If an access request is vague, the public body or trustee will generally need the applicant to provide additional details in order to identify the records they wish to obtain, which we refer to as clarifying. A request is only officially deemed to have been received once the necessary clarification has been provided. If the request is detailed enough to identify the records sought but there is a large volume of records, the public body or trustee may engage the applicant in an effort to identify the specific information they are seeking, this is referred to as narrowing the scope and doing so is entirely at the applicant’s discretion. So when is it appropriate to clarify and when is it appropriate to try and narrow the scope?
“I would like my entire criminal record from the Ministry of Justice.”
Above is an example of an access request that may require some clarification. What does the applicant mean by criminal record? What type of information do they hope to obtain? As mentioned, clarifying happens when an access request is received and the record simply cannot be identified with the information provided. In April of 2015, our office published a blog on clarification called Clarifying Access Requests: Unclogging the Pores of FOIP. It is worth mentioning that a trustee or public body has a duty to assist. Within the context of clarifying an access request, the duty to assist essentially means that as the applicant is likely not familiar with the records management system of a program area, the trustee/public body have a duty to assist that applicant; provide them with background information and work with them to clarify the request and identify the records. The ability to require additional clarification is not a free pass to place an access request on hold indefinitely, there must be communication and cooperation between both parties to identify records and advance the request.
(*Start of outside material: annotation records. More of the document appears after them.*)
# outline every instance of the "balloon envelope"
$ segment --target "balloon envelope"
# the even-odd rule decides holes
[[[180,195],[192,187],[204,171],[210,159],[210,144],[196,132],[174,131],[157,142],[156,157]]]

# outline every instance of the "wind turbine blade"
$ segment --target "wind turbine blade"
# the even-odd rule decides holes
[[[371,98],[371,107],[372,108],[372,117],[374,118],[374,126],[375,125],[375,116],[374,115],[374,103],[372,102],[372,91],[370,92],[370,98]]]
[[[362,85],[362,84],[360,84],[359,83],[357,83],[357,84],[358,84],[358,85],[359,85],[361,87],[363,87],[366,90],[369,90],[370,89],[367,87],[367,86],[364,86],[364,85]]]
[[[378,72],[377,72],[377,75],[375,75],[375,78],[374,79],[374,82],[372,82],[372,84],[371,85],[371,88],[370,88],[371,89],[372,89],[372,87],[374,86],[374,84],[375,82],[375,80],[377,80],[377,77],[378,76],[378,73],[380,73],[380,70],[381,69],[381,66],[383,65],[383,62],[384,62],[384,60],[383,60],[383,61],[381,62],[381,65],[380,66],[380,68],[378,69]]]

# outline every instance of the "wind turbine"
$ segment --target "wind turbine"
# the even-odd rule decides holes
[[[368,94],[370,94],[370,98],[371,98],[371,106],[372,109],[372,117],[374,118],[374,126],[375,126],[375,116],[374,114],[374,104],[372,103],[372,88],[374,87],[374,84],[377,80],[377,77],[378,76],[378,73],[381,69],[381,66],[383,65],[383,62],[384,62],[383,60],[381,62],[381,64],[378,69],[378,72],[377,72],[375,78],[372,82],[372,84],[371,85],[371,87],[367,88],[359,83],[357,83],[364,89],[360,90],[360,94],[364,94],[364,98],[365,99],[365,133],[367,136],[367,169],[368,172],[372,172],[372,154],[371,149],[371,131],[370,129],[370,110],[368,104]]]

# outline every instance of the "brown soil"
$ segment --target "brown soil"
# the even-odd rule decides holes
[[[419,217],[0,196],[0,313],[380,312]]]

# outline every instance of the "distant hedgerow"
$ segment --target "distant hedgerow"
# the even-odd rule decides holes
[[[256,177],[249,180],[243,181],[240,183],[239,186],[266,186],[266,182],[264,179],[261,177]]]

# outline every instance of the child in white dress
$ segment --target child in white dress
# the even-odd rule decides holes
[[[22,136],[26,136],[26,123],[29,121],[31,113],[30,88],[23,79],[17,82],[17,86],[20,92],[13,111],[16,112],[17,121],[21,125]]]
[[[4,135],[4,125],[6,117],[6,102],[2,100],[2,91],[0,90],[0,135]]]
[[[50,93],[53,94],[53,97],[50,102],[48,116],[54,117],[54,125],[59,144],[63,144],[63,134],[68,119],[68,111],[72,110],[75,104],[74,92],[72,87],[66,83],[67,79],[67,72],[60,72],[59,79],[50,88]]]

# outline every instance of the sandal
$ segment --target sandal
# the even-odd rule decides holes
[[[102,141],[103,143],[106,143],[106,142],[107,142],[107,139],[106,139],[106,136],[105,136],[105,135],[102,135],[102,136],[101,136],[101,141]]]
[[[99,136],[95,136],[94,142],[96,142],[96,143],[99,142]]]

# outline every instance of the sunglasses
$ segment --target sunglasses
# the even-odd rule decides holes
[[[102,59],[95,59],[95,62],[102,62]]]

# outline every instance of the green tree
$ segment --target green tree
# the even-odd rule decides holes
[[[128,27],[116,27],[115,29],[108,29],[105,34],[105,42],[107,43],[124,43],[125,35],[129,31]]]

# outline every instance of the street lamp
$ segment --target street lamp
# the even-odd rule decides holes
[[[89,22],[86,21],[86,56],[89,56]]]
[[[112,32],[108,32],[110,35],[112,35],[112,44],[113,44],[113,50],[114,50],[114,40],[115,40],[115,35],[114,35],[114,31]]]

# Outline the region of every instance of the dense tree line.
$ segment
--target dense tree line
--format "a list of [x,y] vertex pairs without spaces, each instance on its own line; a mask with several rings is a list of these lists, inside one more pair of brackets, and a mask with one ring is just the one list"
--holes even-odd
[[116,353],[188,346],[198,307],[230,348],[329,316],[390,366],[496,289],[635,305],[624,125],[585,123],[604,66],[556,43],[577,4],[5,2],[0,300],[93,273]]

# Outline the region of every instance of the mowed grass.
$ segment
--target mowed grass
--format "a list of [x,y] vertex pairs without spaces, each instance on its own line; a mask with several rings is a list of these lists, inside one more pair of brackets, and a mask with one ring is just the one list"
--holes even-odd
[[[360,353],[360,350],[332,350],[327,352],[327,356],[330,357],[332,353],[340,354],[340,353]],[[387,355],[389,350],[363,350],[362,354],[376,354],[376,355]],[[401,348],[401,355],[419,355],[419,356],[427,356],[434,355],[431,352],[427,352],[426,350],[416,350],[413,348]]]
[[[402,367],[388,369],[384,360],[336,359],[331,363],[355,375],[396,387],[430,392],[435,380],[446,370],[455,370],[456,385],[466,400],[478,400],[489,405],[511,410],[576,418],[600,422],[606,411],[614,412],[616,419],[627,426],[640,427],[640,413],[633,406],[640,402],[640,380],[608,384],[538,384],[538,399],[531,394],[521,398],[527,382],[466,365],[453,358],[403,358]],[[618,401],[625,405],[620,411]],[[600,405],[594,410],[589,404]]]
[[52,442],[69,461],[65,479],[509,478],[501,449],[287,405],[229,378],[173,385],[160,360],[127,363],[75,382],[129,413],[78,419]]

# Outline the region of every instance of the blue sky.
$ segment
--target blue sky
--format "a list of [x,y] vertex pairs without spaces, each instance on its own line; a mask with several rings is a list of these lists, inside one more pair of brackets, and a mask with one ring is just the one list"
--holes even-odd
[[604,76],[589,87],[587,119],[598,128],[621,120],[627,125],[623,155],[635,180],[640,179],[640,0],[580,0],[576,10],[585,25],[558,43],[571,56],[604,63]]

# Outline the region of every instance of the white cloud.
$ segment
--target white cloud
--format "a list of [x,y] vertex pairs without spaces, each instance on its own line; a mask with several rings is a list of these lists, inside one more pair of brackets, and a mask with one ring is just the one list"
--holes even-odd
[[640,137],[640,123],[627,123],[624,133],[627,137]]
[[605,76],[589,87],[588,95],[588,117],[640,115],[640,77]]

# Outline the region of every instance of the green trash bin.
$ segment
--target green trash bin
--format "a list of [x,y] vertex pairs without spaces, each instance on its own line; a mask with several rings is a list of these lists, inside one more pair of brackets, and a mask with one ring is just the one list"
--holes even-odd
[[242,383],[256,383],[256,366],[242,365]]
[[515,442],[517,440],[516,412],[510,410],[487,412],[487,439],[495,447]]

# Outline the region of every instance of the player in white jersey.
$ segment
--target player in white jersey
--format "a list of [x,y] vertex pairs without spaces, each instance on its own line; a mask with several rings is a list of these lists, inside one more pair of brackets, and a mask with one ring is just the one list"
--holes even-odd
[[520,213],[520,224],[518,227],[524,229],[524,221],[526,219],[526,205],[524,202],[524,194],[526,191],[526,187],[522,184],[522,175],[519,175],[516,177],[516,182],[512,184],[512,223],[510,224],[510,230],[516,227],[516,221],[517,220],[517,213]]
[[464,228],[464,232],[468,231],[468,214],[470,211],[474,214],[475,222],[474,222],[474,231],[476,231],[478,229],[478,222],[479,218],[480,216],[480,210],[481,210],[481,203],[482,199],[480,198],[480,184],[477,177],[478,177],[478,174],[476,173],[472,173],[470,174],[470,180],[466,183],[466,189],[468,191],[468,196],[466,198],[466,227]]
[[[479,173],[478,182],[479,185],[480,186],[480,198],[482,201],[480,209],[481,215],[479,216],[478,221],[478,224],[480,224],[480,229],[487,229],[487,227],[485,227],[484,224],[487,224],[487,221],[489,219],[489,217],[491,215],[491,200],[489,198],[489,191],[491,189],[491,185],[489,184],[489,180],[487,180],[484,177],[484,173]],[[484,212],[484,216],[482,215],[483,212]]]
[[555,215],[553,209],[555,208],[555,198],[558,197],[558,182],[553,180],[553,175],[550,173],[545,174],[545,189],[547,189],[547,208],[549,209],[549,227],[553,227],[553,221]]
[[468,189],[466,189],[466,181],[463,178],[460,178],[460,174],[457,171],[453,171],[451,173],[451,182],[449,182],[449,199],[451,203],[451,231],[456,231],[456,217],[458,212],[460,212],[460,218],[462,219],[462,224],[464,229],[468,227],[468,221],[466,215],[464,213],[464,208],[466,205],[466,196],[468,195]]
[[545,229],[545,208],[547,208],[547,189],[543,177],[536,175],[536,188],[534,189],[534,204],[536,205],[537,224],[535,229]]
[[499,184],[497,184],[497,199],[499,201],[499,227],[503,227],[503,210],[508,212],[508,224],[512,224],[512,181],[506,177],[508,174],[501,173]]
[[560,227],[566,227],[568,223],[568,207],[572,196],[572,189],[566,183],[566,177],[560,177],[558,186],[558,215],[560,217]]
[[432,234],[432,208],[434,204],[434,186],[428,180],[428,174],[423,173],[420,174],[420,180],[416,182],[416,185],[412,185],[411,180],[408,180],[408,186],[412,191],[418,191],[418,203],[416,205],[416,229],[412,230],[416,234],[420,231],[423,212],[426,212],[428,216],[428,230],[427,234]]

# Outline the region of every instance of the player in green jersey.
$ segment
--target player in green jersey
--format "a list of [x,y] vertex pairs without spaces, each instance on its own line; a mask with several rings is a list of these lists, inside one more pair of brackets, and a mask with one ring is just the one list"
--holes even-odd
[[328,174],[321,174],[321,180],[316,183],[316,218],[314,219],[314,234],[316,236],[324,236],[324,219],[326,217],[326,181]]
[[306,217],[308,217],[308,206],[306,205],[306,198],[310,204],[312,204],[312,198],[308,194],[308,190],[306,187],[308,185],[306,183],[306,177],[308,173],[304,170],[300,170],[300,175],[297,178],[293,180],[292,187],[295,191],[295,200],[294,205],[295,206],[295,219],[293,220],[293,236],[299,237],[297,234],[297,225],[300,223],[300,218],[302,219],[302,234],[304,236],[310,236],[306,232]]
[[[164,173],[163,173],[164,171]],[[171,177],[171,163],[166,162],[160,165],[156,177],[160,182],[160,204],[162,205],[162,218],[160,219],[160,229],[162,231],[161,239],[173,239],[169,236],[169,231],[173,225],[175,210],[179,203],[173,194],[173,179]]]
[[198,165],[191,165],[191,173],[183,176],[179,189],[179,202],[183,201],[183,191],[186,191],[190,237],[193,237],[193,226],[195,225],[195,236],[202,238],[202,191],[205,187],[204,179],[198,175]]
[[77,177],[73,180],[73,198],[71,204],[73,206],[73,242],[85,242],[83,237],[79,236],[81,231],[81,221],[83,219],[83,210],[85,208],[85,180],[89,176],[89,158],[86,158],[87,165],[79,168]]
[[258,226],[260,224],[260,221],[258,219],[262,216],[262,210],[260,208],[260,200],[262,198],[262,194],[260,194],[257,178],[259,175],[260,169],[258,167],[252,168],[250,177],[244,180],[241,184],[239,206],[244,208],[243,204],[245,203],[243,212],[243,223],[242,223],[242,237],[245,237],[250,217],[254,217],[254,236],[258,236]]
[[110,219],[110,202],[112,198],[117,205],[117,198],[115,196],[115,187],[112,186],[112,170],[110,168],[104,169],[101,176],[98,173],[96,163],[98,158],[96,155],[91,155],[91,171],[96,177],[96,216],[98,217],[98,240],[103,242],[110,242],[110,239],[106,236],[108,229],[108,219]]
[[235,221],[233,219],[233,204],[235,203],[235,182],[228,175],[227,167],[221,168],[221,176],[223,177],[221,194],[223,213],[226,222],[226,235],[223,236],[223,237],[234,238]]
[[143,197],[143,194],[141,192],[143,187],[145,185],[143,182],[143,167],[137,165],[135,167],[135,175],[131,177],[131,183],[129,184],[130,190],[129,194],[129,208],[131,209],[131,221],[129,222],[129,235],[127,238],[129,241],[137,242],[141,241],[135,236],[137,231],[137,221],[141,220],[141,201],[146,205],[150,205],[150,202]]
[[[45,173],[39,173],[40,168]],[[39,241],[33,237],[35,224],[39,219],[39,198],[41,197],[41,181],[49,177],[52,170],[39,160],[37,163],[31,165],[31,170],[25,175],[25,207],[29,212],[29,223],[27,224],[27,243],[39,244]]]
Occasionally, the applicant and public body/trustee will disagree on the necessity of clarification, and in that circumstance our office can review the matter and make recommendations as to how the request should proceed.
“I would like copies of all contracts which the City of Regina has entered into.”
With a tremendous amount of time and effort, this request could be responded to as it is written but is there a specific date range that the applicant is interested in? Is there a specific type of contract that they are looking for? When access requests are overly broad or would require a very substantial effort to conduct the search, it may benefit all parties involved to narrow down the scope of the request. This can be done informally through a conversation between the applicant and the public body wherein the public body will attempt to learn what type of information the applicant is seeking. If the request is for a large number of records it is likely that the public body is considering issuing a fee estimate. As discussed in this blog from November 2014 Using an Index to Clarify an Access Request and Reduce the Cost, providing an index of records along with a fee estimate can reduce time and effort for the public body as the applicant has a good idea of what they can get and from there choose what they would like. If while preparing the fee estimate the cost rises unreasonably high, it may be worthwhile to try to first informally narrow the scope with help from the applicant.
Obviously not all situations will be this simple, and there will be times where you have to clarify the request and narrow the scope, but for both cases the resolution is the same. Communicate with the applicant. Try to find out what the applicant is looking for while at the same time explaining the types of information that your organization has to offer. If your organization does not have the information they are looking for but you know who does let them know, make appropriate referrals, forward the request if possible. When all the cards are on the table it becomes much easier to locate and provide access to the information being sought… and potentially not having to deal with our office on a review is a nice incentive as well.